Menurut Satya, sering terjadi jika isu titipan dari donatur itu tidak sampai dan tidak masuk dalam pembahasan undang-undang, LSM akan berteriak tidak ada partisipasi publik di dalamnya.
Baca juga: Profil Kepala BAPPISUS Aris Marsudiyanto, yang Makan Bareng Prabowo, Jokowi, Gibran
"Mohon izin ya teman-teman, saya ngomong jujur ya, belum tentu Anda atau yang di Zoom. Jadi, satu saja yang tidak masuk langsung 'wah, kami pendapatnya tidak masuk, tidak ada partisipasi publik di situ!' langsung diajukan ke MK," ujar dia.

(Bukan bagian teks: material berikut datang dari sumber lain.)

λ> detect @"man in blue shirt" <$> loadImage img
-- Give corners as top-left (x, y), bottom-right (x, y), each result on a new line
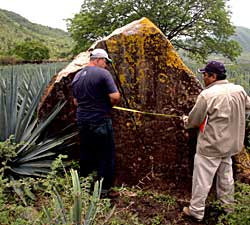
top-left (72, 48), bottom-right (120, 191)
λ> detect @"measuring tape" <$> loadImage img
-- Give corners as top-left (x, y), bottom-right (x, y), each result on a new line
top-left (113, 106), bottom-right (182, 119)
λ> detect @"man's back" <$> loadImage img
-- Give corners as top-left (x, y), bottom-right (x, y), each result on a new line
top-left (72, 66), bottom-right (118, 121)
top-left (198, 81), bottom-right (248, 157)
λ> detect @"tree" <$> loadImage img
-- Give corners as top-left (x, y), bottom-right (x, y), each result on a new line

Sebagai informasi, uji formal UU TNI yang digelar di MK ini menyinggung proses pembentukan beleid yang dinilai tidak sesuai dengan ketentuannya.
Para pemohon pada pokoknya mempersoalkan pelanggaran sejumlah asas dalam pembentukan peraturan perundang-undangan yang diatur dalam Pasal 5 Undang-Undang Pembentukan Peraturan Perundang-undangan (UU P3).
Asas dimaksud di antaranya adalah asas kejelasan tujuan; asas kelembagaan atau pejabat pembentuk yang tepat; asas kesesuaian antara jenis, hierarki, dan materi muatan; asas dapat dilaksanakan; asas kedayagunaan dan kehasilgunaan; asas kejelasan rumusan; serta asas keterbukaan.
Baca juga: Saat Prabowo, Makan dengan Jokowi dan Gibran Didampingi Kepala BAPPISUS...
Padahal, asas keterbukaan berdasarkan Penjelasan Pasal 5 huruf g UU P3 menegaskan bahwa dalam pembentukan peraturan perundang-undangan, mulai dari perencanaan, penyusunan, pembahasan, pengesahan atau penetapan, dan pengundangan, bersifat transparan dan terbuka.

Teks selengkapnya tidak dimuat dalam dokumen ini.